Monday, January 20, 2014

Film Review: Cutie and The Boxer (Zachary Heinzerling) 2013

Cutie and The Boxer

For the past 60 years, New York has enjoyed a mythical status concerning bohemian artists and radical art exhibitions.  From Andy Warhol and his Pop Art Studio, to Jackson Pollock and his moody abstract expressionist drip paintings – New York has always been a centre for avant-garde artists.  No surprise then that it eventually became home to Ushio Shinohara; an eccentric neo-dadaist from Japan.

Shinohara gained attention in his home country for creating large found object sculptures that resembled the Pop Art that was thriving in the USA.  He also created his trademark ‘boxing paintings’ that he would create by dipping boxing gloves in paint and having a fight with a canvas.  He then settled in New York in 1969 only to meet his future wife Noriko, an art student.

The documentary, that has been lovingly filmed by Zachary Heinzerling, explores how the couple go about creating their individual art works, as well as telling a brief history of their relationship through animated sequences based on Noriko’s cartoon character Cutie.  The film culminates in a joint exhibition that is comprised of a main room full of Ushio’s anarchic ‘junk’ sculptures and an original backroom full of paintings of Cutie tenderly created by Noriko.

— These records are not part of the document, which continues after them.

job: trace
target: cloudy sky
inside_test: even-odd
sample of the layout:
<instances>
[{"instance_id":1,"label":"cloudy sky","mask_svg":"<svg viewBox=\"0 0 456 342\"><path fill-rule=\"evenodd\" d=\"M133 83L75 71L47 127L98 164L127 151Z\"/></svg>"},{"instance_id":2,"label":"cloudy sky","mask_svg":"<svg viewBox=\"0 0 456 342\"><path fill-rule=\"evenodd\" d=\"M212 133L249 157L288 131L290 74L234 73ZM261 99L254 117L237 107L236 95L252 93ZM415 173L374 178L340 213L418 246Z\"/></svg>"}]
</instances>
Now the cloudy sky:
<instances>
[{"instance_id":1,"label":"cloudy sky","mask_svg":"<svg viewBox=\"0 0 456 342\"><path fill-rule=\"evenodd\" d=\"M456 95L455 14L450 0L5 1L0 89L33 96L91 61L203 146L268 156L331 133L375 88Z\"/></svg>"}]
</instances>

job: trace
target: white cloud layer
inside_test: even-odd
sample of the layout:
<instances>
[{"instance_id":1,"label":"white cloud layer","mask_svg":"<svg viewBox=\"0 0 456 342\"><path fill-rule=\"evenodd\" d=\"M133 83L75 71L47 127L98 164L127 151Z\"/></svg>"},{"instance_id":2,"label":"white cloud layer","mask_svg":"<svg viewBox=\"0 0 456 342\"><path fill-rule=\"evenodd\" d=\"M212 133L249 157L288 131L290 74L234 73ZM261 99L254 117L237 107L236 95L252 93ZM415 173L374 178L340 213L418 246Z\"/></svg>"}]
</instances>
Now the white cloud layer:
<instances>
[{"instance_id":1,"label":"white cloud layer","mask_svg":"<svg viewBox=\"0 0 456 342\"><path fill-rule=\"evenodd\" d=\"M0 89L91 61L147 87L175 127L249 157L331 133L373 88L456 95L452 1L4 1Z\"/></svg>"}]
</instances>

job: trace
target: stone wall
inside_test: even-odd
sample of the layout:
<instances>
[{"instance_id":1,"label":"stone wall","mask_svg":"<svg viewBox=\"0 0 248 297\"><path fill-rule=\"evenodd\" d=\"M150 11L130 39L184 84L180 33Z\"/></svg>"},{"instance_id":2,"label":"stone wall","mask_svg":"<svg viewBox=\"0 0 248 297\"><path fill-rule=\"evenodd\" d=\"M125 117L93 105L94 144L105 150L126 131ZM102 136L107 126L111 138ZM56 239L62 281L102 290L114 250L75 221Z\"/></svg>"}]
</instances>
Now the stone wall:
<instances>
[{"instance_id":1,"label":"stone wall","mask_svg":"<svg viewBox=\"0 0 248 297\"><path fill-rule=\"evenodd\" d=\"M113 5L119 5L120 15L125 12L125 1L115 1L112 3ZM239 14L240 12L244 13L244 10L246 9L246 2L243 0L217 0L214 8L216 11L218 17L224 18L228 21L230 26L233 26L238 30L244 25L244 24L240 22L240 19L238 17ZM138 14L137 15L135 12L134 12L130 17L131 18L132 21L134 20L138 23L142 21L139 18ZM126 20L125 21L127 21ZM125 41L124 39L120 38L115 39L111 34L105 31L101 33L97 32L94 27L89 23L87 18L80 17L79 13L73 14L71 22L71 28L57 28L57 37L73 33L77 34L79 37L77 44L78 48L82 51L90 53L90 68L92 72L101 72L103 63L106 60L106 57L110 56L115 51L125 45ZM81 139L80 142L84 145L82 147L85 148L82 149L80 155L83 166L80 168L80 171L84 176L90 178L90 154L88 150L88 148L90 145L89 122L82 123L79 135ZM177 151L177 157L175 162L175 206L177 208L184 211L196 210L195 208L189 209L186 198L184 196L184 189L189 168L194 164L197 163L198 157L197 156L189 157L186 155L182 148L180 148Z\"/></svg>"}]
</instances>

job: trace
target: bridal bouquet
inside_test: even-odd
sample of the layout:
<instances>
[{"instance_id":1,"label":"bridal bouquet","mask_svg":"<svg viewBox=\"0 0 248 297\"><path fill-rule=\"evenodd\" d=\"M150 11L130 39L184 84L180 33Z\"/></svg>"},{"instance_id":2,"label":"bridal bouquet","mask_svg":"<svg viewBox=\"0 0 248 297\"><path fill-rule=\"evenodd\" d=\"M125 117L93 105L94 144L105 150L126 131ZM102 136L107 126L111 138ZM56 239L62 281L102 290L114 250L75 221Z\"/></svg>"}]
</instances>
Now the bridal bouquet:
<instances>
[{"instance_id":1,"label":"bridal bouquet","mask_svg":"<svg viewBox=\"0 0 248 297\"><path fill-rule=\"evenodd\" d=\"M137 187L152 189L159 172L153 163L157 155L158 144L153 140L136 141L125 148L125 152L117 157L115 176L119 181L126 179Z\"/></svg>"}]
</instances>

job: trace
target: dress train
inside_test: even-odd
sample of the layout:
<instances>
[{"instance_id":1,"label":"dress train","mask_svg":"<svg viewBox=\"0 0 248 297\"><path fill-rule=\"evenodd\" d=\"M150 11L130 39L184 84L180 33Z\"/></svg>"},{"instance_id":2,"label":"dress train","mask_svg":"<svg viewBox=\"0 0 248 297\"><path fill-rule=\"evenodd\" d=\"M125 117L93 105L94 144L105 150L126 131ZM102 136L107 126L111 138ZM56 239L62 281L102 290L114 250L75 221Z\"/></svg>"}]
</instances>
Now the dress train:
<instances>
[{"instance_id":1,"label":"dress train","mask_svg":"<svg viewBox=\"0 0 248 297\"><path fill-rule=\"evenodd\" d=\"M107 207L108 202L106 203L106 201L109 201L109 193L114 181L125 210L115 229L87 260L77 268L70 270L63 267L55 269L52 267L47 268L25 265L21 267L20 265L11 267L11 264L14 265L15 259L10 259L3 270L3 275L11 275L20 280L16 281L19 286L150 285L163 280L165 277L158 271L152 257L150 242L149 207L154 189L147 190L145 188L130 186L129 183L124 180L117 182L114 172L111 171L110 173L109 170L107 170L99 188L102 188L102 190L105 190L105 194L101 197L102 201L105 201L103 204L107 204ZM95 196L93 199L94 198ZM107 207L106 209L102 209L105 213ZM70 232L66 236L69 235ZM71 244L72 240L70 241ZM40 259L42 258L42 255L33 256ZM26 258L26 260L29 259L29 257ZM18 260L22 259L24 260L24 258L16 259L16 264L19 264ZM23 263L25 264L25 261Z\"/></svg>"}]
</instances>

Although Ushio is the more famous of the two, this film is really about Noriko and her struggle to prove herself as an artist in her own right.  She states in the film that they are like “two flowers growing from one pot” and that sometimes it is heaven and sometimes hell.  I love both of their styles – his colourful and rapid glimpses of abstract Americana; her subtle and thoughtful, nebulously Eastern cartoons – and they work together as a wonderful couple too.
Cutie and The Boxer

At one point he is painting a huge canvas, essentially by attacking it from all angles.  He then takes a step back and declares, “It’s hard to say what this is… whether it’s good or bad; finished or unfinished” to which Noriko walks in and ponders over it before saying, “I don’t think it’s good.”  There are many moments just like this or tenderness between a couple that have been married for 40 years and don’t need to hide anything anymore.  This tenderness gives the film a really easy visual style, one that culminates in a beautiful high frame-rate slow motion boxing match between the two of them as they get covered in paint.

The only risible characters in the film are the pretentious art buyers from the Guggenheim and elsewhere who come to the couple’s studio to see Ushio’s work.  Their vacuity reinforces the authenticity of the two artists.


From the extremes of witnessing an innovative artist create a bold boxing painting, to the banality of watching the couple throwing cherry tomatoes in the air to catch in their mouth – it is always a pleasure to watch the Shinoharas.